1

There occurs a weird issue in our system.

e.g. we've got a cluster consisting of 2 nodes. Geode Locator is running on the master node an there's one remote node which runs a Geode client. When there occurs network problems in the client (packet loss) for some time client fails to connect to the Locator (NoAvailableLocatorException). The weird thing is that even after network comes to it's normal state client still fails to connect to the Locator with the same exception, even after restarting the client. After an investigation we found out that the Locator's port is stuck on SYN_RECV, so when we restart the Locator the issue seems to be gone. Can you provide any clue how can we solve this issue and why are the server ports stuck on SYN_RECV, as we don't want to restart the cluster or find out Locators and servers and restart each of them.

mdavid
  • 563
  • 6
  • 20

2 Answers2

0

I'm not sure what you mean by SYS_RECV. It's not a state that I'm familiar with. Do you mean SYN_RECV? A SYN_RECV state indicates that a connection request has been received and it's waiting for the followup. Are there a lot of these or only one and that one matching the port that the locator was configured to use? A thread dump of the locator would help to show what its up to.
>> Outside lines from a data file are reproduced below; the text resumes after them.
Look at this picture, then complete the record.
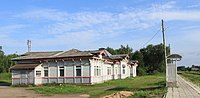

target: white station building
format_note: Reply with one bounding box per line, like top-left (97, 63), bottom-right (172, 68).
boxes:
top-left (10, 48), bottom-right (138, 85)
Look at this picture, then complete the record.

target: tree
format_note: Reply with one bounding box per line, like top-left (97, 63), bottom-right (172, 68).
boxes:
top-left (140, 44), bottom-right (170, 73)
top-left (0, 50), bottom-right (18, 73)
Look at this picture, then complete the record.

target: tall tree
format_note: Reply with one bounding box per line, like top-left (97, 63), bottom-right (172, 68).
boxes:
top-left (0, 50), bottom-right (18, 73)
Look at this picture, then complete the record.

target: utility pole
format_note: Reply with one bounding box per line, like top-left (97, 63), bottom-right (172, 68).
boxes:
top-left (162, 19), bottom-right (168, 86)
top-left (27, 40), bottom-right (31, 52)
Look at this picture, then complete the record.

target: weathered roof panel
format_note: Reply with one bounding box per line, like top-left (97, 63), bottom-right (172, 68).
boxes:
top-left (10, 64), bottom-right (40, 70)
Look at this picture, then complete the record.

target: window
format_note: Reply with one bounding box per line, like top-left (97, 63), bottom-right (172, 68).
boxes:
top-left (115, 67), bottom-right (118, 74)
top-left (123, 68), bottom-right (126, 74)
top-left (36, 71), bottom-right (41, 77)
top-left (59, 67), bottom-right (64, 76)
top-left (94, 66), bottom-right (101, 76)
top-left (122, 64), bottom-right (126, 74)
top-left (76, 66), bottom-right (81, 76)
top-left (44, 67), bottom-right (49, 77)
top-left (107, 67), bottom-right (111, 75)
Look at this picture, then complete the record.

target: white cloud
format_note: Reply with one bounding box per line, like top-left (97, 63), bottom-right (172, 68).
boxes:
top-left (15, 9), bottom-right (68, 21)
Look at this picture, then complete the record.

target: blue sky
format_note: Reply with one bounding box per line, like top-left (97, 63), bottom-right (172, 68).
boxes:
top-left (0, 0), bottom-right (200, 66)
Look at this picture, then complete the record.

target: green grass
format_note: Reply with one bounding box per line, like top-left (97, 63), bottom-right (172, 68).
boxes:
top-left (32, 74), bottom-right (166, 98)
top-left (0, 73), bottom-right (11, 83)
top-left (178, 71), bottom-right (200, 86)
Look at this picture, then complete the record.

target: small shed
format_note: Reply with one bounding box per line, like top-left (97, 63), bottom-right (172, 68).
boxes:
top-left (166, 54), bottom-right (182, 87)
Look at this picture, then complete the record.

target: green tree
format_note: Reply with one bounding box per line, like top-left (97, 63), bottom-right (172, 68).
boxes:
top-left (140, 44), bottom-right (170, 73)
top-left (0, 50), bottom-right (18, 73)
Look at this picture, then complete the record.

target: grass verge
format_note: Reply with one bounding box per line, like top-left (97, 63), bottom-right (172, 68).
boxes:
top-left (178, 71), bottom-right (200, 86)
top-left (32, 74), bottom-right (167, 98)
top-left (0, 73), bottom-right (11, 83)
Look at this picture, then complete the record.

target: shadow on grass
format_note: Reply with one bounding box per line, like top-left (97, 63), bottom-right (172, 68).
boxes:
top-left (0, 81), bottom-right (11, 86)
top-left (107, 86), bottom-right (163, 91)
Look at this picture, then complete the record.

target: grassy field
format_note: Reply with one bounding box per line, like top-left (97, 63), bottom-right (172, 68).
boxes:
top-left (178, 71), bottom-right (200, 86)
top-left (32, 74), bottom-right (167, 98)
top-left (0, 73), bottom-right (11, 83)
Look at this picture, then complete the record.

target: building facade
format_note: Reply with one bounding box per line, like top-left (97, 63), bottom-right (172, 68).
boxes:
top-left (10, 49), bottom-right (137, 85)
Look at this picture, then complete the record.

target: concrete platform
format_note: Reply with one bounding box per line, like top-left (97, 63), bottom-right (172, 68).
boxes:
top-left (166, 75), bottom-right (200, 98)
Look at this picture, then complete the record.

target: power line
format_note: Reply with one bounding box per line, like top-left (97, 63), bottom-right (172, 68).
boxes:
top-left (142, 29), bottom-right (161, 47)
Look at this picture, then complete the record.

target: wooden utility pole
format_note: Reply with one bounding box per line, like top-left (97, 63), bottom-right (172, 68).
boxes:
top-left (27, 40), bottom-right (31, 52)
top-left (162, 19), bottom-right (168, 86)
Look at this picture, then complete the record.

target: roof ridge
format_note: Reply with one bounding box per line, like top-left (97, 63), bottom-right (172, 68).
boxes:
top-left (50, 51), bottom-right (66, 57)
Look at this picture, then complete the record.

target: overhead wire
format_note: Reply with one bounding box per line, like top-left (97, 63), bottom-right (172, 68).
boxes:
top-left (142, 29), bottom-right (161, 48)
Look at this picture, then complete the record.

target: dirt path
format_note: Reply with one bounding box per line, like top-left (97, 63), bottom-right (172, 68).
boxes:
top-left (0, 86), bottom-right (89, 98)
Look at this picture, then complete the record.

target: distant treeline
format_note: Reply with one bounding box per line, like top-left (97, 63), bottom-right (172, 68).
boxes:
top-left (107, 44), bottom-right (170, 75)
top-left (0, 50), bottom-right (18, 73)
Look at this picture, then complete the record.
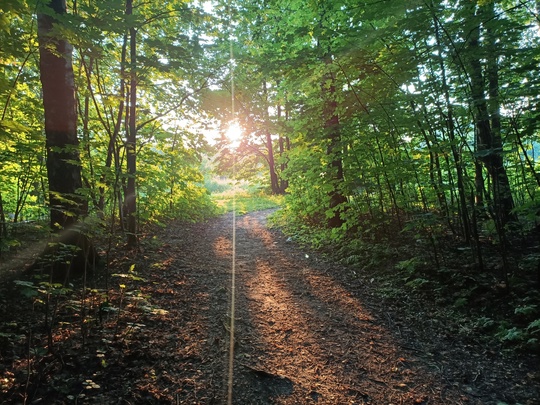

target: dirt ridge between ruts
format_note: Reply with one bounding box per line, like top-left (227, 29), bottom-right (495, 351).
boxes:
top-left (147, 211), bottom-right (538, 404)
top-left (0, 210), bottom-right (540, 405)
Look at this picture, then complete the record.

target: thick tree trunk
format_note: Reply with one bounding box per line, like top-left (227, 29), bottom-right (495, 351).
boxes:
top-left (38, 0), bottom-right (88, 230)
top-left (33, 0), bottom-right (98, 281)
top-left (469, 5), bottom-right (515, 226)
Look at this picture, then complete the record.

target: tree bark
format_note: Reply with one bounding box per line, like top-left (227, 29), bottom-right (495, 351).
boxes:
top-left (322, 55), bottom-right (347, 228)
top-left (469, 5), bottom-right (515, 226)
top-left (124, 0), bottom-right (137, 247)
top-left (38, 0), bottom-right (88, 231)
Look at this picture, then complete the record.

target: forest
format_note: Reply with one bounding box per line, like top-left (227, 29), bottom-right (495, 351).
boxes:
top-left (0, 0), bottom-right (540, 405)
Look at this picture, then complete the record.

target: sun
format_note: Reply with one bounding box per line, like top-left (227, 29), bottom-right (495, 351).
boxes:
top-left (225, 122), bottom-right (242, 148)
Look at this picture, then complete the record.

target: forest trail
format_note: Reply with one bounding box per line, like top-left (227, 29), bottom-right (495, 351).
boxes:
top-left (135, 211), bottom-right (538, 405)
top-left (0, 210), bottom-right (540, 405)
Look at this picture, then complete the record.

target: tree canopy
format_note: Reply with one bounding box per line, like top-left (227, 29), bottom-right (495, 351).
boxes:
top-left (0, 0), bottom-right (540, 278)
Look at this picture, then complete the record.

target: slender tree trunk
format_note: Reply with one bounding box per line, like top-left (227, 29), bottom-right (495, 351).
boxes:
top-left (322, 55), bottom-right (347, 228)
top-left (0, 193), bottom-right (7, 238)
top-left (263, 81), bottom-right (279, 194)
top-left (124, 0), bottom-right (137, 248)
top-left (38, 0), bottom-right (88, 230)
top-left (432, 10), bottom-right (471, 243)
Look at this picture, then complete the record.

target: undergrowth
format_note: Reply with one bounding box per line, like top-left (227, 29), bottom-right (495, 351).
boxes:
top-left (269, 208), bottom-right (540, 353)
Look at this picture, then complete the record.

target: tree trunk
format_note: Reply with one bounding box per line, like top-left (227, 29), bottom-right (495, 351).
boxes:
top-left (124, 0), bottom-right (137, 248)
top-left (263, 81), bottom-right (279, 194)
top-left (469, 4), bottom-right (515, 226)
top-left (322, 55), bottom-right (347, 228)
top-left (38, 0), bottom-right (88, 231)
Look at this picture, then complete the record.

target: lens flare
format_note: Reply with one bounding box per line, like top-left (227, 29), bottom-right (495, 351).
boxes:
top-left (225, 122), bottom-right (242, 148)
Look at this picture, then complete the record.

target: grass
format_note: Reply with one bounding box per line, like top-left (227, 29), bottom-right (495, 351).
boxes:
top-left (212, 188), bottom-right (283, 215)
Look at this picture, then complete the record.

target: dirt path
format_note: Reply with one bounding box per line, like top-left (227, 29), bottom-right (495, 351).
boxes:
top-left (130, 211), bottom-right (539, 404)
top-left (0, 207), bottom-right (540, 405)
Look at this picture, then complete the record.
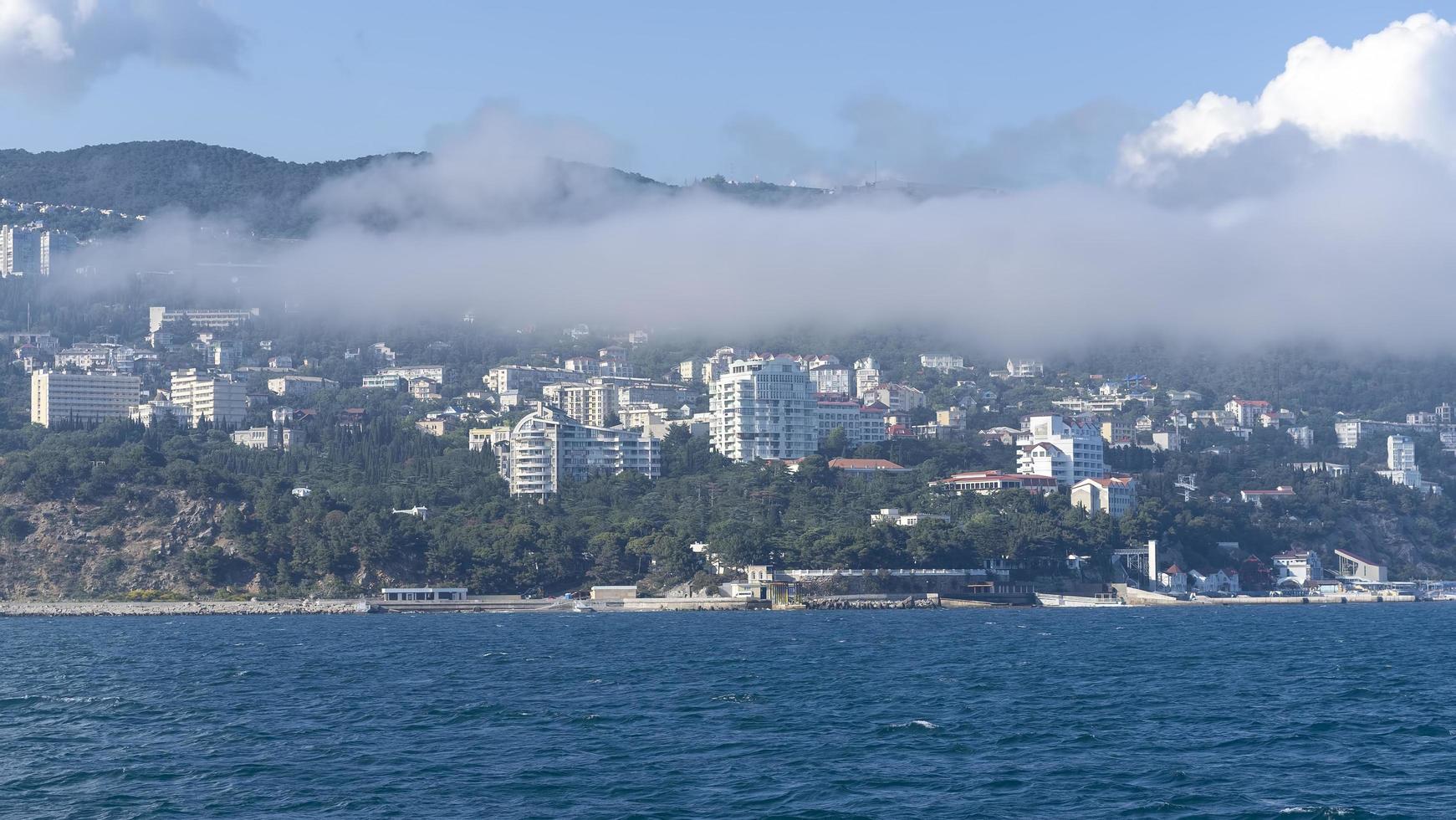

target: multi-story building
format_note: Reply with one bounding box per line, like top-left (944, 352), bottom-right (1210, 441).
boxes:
top-left (268, 376), bottom-right (340, 396)
top-left (855, 356), bottom-right (880, 396)
top-left (207, 340), bottom-right (243, 370)
top-left (1274, 549), bottom-right (1325, 586)
top-left (1006, 358), bottom-right (1047, 379)
top-left (920, 352), bottom-right (965, 373)
top-left (861, 385), bottom-right (925, 413)
top-left (375, 364), bottom-right (448, 385)
top-left (810, 364), bottom-right (853, 396)
top-left (493, 403), bottom-right (661, 497)
top-left (1071, 474), bottom-right (1137, 519)
top-left (930, 470), bottom-right (1057, 495)
top-left (171, 368), bottom-right (248, 427)
top-left (708, 358), bottom-right (818, 462)
top-left (150, 306), bottom-right (259, 334)
top-left (55, 342), bottom-right (123, 373)
top-left (1223, 396), bottom-right (1273, 427)
top-left (232, 427), bottom-right (294, 450)
top-left (1016, 413), bottom-right (1106, 486)
top-left (130, 399), bottom-right (189, 427)
top-left (360, 376), bottom-right (405, 391)
top-left (482, 364), bottom-right (588, 402)
top-left (542, 379), bottom-right (621, 427)
top-left (605, 377), bottom-right (696, 407)
top-left (1098, 419), bottom-right (1137, 447)
top-left (815, 401), bottom-right (888, 447)
top-left (31, 370), bottom-right (141, 427)
top-left (0, 224), bottom-right (51, 278)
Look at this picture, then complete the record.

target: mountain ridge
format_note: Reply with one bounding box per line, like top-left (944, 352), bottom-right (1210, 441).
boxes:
top-left (0, 140), bottom-right (825, 238)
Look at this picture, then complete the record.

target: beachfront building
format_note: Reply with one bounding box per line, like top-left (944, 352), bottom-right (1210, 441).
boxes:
top-left (1274, 549), bottom-right (1325, 587)
top-left (493, 402), bottom-right (661, 497)
top-left (1016, 413), bottom-right (1106, 486)
top-left (1071, 474), bottom-right (1137, 519)
top-left (31, 370), bottom-right (141, 427)
top-left (171, 367), bottom-right (248, 427)
top-left (1335, 547), bottom-right (1391, 584)
top-left (708, 356), bottom-right (818, 462)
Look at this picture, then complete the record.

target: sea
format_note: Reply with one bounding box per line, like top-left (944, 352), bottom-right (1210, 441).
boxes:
top-left (0, 603), bottom-right (1456, 820)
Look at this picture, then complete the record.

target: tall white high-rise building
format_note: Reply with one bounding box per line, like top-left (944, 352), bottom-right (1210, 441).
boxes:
top-left (493, 403), bottom-right (661, 495)
top-left (0, 224), bottom-right (14, 277)
top-left (708, 356), bottom-right (818, 462)
top-left (1016, 413), bottom-right (1106, 486)
top-left (31, 370), bottom-right (141, 427)
top-left (171, 368), bottom-right (248, 427)
top-left (855, 356), bottom-right (880, 396)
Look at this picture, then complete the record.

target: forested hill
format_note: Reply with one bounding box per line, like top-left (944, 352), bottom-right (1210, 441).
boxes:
top-left (0, 140), bottom-right (409, 236)
top-left (0, 140), bottom-right (827, 236)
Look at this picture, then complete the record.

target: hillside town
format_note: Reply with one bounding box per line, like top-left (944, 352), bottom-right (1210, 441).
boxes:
top-left (8, 285), bottom-right (1456, 604)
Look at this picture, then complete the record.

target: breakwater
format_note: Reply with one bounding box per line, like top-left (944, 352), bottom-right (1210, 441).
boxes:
top-left (0, 598), bottom-right (361, 618)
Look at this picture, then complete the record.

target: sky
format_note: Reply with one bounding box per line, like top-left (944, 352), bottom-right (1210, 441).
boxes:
top-left (0, 0), bottom-right (1456, 187)
top-left (13, 0), bottom-right (1456, 356)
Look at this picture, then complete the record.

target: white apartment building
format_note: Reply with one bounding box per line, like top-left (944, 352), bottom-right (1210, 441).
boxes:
top-left (493, 403), bottom-right (661, 497)
top-left (920, 352), bottom-right (965, 373)
top-left (815, 401), bottom-right (888, 448)
top-left (708, 358), bottom-right (818, 462)
top-left (31, 370), bottom-right (141, 427)
top-left (171, 368), bottom-right (248, 427)
top-left (268, 376), bottom-right (340, 396)
top-left (1016, 413), bottom-right (1106, 486)
top-left (232, 427), bottom-right (293, 450)
top-left (605, 377), bottom-right (694, 407)
top-left (375, 364), bottom-right (446, 385)
top-left (861, 385), bottom-right (925, 413)
top-left (482, 364), bottom-right (587, 401)
top-left (130, 399), bottom-right (189, 427)
top-left (542, 379), bottom-right (619, 427)
top-left (1071, 476), bottom-right (1137, 519)
top-left (810, 364), bottom-right (853, 396)
top-left (55, 342), bottom-right (137, 374)
top-left (1223, 396), bottom-right (1273, 427)
top-left (855, 356), bottom-right (880, 396)
top-left (1385, 435), bottom-right (1417, 470)
top-left (1006, 358), bottom-right (1047, 379)
top-left (360, 374), bottom-right (405, 392)
top-left (150, 306), bottom-right (259, 334)
top-left (0, 224), bottom-right (51, 278)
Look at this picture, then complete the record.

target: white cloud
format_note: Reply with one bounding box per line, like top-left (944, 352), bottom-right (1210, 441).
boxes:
top-left (1120, 14), bottom-right (1456, 183)
top-left (0, 0), bottom-right (243, 98)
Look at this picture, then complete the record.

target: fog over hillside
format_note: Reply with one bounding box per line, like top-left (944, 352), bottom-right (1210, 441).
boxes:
top-left (45, 14), bottom-right (1456, 351)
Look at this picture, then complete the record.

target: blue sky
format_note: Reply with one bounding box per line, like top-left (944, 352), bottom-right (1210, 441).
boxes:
top-left (0, 0), bottom-right (1452, 181)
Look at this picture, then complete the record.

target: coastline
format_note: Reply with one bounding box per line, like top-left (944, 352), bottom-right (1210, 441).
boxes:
top-left (0, 598), bottom-right (363, 618)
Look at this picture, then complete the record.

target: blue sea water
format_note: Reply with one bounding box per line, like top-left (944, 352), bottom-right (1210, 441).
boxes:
top-left (0, 604), bottom-right (1456, 818)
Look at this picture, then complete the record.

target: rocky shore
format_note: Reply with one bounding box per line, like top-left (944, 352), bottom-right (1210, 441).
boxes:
top-left (0, 598), bottom-right (361, 618)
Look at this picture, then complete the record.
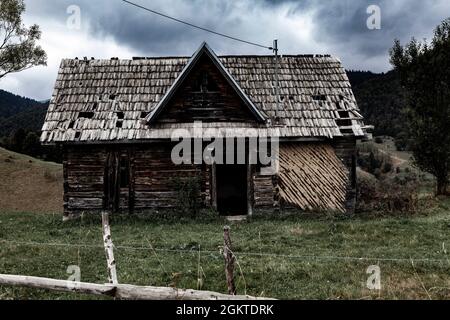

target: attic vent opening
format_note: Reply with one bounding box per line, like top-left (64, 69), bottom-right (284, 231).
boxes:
top-left (116, 112), bottom-right (125, 120)
top-left (194, 71), bottom-right (219, 92)
top-left (312, 94), bottom-right (327, 101)
top-left (78, 112), bottom-right (94, 119)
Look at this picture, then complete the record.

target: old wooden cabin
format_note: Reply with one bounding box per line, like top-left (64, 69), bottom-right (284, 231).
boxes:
top-left (41, 43), bottom-right (368, 216)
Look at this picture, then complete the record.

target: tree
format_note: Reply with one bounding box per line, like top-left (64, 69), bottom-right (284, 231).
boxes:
top-left (389, 18), bottom-right (450, 195)
top-left (0, 0), bottom-right (47, 79)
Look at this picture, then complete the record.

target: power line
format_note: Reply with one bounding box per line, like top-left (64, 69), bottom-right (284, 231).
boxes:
top-left (122, 0), bottom-right (273, 50)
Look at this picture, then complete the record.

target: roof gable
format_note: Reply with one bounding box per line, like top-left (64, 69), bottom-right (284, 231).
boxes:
top-left (145, 42), bottom-right (266, 123)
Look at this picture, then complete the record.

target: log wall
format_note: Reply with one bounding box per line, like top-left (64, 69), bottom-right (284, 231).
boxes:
top-left (63, 139), bottom-right (356, 216)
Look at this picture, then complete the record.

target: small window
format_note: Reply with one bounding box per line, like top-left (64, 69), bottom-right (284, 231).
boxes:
top-left (119, 155), bottom-right (130, 188)
top-left (336, 119), bottom-right (352, 127)
top-left (78, 112), bottom-right (94, 119)
top-left (312, 94), bottom-right (327, 101)
top-left (116, 112), bottom-right (125, 119)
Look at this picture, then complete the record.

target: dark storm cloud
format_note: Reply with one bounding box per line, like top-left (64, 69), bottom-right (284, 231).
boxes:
top-left (286, 0), bottom-right (450, 57)
top-left (0, 0), bottom-right (450, 99)
top-left (23, 0), bottom-right (450, 57)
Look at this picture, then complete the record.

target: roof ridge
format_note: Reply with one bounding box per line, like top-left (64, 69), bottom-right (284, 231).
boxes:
top-left (63, 53), bottom-right (336, 61)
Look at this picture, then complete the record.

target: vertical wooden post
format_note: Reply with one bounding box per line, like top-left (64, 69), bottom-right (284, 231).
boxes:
top-left (102, 211), bottom-right (118, 284)
top-left (247, 161), bottom-right (253, 217)
top-left (223, 226), bottom-right (236, 295)
top-left (211, 162), bottom-right (217, 210)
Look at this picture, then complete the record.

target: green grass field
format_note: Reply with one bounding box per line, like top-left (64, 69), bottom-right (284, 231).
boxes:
top-left (0, 199), bottom-right (450, 299)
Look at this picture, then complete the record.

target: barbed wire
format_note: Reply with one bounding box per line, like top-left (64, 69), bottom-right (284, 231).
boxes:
top-left (0, 240), bottom-right (449, 263)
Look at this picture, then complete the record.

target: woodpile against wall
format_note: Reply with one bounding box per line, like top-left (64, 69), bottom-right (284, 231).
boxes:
top-left (279, 143), bottom-right (349, 212)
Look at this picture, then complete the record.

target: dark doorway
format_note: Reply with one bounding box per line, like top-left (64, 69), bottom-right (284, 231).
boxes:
top-left (216, 164), bottom-right (247, 216)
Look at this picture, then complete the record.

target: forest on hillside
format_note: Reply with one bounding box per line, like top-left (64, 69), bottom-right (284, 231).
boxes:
top-left (0, 90), bottom-right (61, 162)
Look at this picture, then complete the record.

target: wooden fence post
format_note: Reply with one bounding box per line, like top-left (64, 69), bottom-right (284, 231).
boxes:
top-left (102, 211), bottom-right (118, 284)
top-left (223, 226), bottom-right (236, 295)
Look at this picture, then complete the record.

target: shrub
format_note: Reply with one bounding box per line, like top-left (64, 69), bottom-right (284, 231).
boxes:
top-left (356, 169), bottom-right (418, 214)
top-left (382, 162), bottom-right (392, 173)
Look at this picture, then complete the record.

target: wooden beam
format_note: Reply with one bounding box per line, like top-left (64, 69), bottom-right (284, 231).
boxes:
top-left (0, 274), bottom-right (268, 300)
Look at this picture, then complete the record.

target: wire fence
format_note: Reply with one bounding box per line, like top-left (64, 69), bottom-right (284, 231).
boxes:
top-left (0, 239), bottom-right (450, 264)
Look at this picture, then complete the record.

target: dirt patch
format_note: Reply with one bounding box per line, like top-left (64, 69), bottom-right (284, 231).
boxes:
top-left (0, 148), bottom-right (63, 213)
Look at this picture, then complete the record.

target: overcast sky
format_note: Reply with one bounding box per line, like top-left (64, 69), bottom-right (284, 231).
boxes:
top-left (0, 0), bottom-right (450, 100)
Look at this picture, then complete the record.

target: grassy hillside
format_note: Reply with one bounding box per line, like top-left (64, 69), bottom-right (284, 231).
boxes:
top-left (0, 148), bottom-right (63, 213)
top-left (347, 71), bottom-right (407, 138)
top-left (0, 199), bottom-right (450, 299)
The locator has one server socket for location-services processing. The server socket should be in a LISTEN state on the configured locator socket waiting for connection requests. These connections are handed off to a thread pool where the request data is read from the socket and the request is processed. These sockets should be in ESTABLISHED state. That same thread will send a response back on the same socket. After the client reads the response the connection to the locator is aborted in order to avoid having sockets in a TIME-WAIT state.

0

The only thing I can think of that could possibly help, as far as Geode is concerned, is to set a lower read-timeout on the locator. The default is 60000 milliseconds.

-Dgemfire.TcpServer.READ_TIMEOUT=10000

Aside from that there's little a Java-based server can do about dropped SYN ACKs. I assume you've searched the internet and found lots of pages talking about this problem.